The read options are used to specify how to read the given sources, multiple options should be separated by & or #, and are listed as follows:

  • header_row: whether the first row of CSV file is the header row or not, default is 0.

  • delimiter: the delimiter of the CSV file, default is ,.

  • schema: the columns to specify in the CSV file, default is empty that indicates all columns will be included. The schema is a ,-separated list of column names or column indices, e.g., name,age or 0,1.

  • column_types: specify the data type of each column, default is empty that indicates the types will be inferred from the data. The column_types is a , separated list of data types, e.g., string,int64. If specified, the types of ALL columns must be specified and partial-specification won't work.

    The supported data types are listed as follows:

    • bool: boolean type.
    • int8_t, int8, byte: signed 8-bit integer type.
    • uint8_t, uint8, char: unsigned 8-bit integer type.
    • int16_t, int16, half: signed 16-bit integer type.
    • uint16_t, uint16: unsigned 16-bit integer type.
    • int32_t, int32, int: signed 32-bit integer type.
    • uint32_t, uint32: unsigned 32-bit integer type.
    • int64_t, int64, long: signed 64-bit integer type.
    • uint64_t, uint64: unsigned 64-bit integer type.
    • float: 32-bit floating point type.
    • double: 64-bit floating point type.
    • string, std::string, str: string type.
  • include_all_columns: whether to include all columns in the CSV file or not, default is 0. If specified, the columns that exists in the data file, but not be listed in the `schema` option will be read as well.

    The combination of schema and include_all_columns is useful for scenarios where we need to specify the order the columns that not the same with the content of the file, but do not want to tell all column names in detail.

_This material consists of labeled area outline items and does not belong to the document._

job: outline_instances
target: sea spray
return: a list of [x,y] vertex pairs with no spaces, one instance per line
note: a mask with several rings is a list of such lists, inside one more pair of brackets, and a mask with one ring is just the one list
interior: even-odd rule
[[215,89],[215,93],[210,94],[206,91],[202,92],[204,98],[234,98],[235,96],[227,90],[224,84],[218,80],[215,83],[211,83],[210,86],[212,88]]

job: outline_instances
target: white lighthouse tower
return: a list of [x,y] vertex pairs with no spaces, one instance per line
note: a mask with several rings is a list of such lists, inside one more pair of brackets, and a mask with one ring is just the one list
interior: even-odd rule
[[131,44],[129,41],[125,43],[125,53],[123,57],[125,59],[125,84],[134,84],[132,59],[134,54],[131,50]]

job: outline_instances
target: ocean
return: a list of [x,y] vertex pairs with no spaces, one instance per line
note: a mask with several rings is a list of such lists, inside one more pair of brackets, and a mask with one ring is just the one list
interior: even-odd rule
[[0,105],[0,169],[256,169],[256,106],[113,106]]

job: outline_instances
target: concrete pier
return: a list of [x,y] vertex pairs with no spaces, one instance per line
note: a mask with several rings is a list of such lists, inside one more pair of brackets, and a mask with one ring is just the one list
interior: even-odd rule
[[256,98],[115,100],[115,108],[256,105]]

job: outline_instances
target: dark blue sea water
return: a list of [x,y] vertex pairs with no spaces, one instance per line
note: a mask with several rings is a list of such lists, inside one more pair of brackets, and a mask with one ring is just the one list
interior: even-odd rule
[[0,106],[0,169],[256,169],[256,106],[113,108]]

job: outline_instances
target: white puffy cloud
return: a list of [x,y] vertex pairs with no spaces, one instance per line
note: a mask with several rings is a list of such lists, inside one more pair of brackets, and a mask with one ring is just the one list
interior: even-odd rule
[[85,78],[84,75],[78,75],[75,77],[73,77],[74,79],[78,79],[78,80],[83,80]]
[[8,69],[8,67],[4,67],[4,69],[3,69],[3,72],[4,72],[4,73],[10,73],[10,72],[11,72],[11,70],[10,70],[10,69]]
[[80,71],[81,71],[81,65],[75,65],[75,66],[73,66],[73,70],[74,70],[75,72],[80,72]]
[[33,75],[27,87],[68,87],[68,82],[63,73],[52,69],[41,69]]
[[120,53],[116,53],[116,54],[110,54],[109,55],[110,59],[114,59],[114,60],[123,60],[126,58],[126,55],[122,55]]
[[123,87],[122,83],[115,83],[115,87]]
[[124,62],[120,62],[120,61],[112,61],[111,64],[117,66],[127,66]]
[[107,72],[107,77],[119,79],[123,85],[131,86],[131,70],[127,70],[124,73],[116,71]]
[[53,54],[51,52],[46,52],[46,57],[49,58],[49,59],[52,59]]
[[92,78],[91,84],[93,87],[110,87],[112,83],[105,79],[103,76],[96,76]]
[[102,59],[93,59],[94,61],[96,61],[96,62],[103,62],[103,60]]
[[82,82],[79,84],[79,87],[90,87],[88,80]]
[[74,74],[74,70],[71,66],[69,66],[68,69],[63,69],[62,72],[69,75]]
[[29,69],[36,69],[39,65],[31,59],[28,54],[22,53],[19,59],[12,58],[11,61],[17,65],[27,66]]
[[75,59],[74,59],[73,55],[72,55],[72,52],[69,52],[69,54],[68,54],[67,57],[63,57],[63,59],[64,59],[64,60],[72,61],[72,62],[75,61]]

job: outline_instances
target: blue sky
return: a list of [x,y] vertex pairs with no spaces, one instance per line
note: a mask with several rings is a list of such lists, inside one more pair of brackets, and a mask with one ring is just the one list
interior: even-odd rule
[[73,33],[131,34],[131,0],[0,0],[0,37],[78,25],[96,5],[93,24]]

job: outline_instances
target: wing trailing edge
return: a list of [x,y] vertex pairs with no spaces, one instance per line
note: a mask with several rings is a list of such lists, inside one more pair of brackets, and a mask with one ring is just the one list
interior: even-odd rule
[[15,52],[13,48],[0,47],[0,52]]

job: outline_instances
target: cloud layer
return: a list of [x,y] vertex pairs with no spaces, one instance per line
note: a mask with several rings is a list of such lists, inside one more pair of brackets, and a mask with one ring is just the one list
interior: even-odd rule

For example, if the file contains the ID column in the third column but we want to use it as the vertices IDs, we could have schema=2&include_all_columns=1 the all columns will be read, but the third column in the file will be placed at the first column in the result table.

Global Options

Global options controls how the fragment is constructed from given vertices and edges and are listed as follows:

  • directed: whether the graph is directed or not, default is 1.
  • generate_eid: whether to generate edge id or not, default is 0. Generating edge id is usually required in GraphScope GIE.
  • retain_oid: whether to retain the original ID of the vertex's property table or not, default is 0. Retaining original ID in vertex's property table is usually required in GraphScope GIE.
  • oid_type: the type of the original ID of the vertices, default is int64_t. Can be int64_t and string.
  • large_vid: whether the vertex id is large or not, default is 1. If you are sure that the number of vertices is fairly small (< 2^(31-log2(vertex_label_number)-1)), setting large_vid to 0 can reduce the memory usage. Note that :code:`large_vid=0` isn't compatible with GraphScope GIE.
  • local_vertex_map: whether to use local vertex map or not, default is 0. Using local vertex map is usually helpful to reduce the memory usage. Note that :code:`local_vertex_map=0` isn't compatible with GraphScope GIE.
  • print_memory_usage: whether to print the memory usage of the graph to STDERR or not. Default is 0.
  • print_normalized_schema: whether to print the normalized schema of the graph to STDERR or not, default is 0. The word "normalized" means make the same property name has the same property id across different labels, which is required by GraphScope GIE.
  • dump: a string that indicates a directory to dump the graph to, default is empty that indicates no dump, e.g., "dump": "/tmp/dump-graph".
  • dump_dry_run_rounds: if greater than 0, will traverse the graph for dump_dry_run_rounds times to measure the edge (CSR) accessing performance. Default is 0.
  • use_perfect_hash whether to use perfect map when construct vertex map. Default is 0. Using perfect map is usually helpful to reduce the memory usage. But it is not recommended when the graph is small.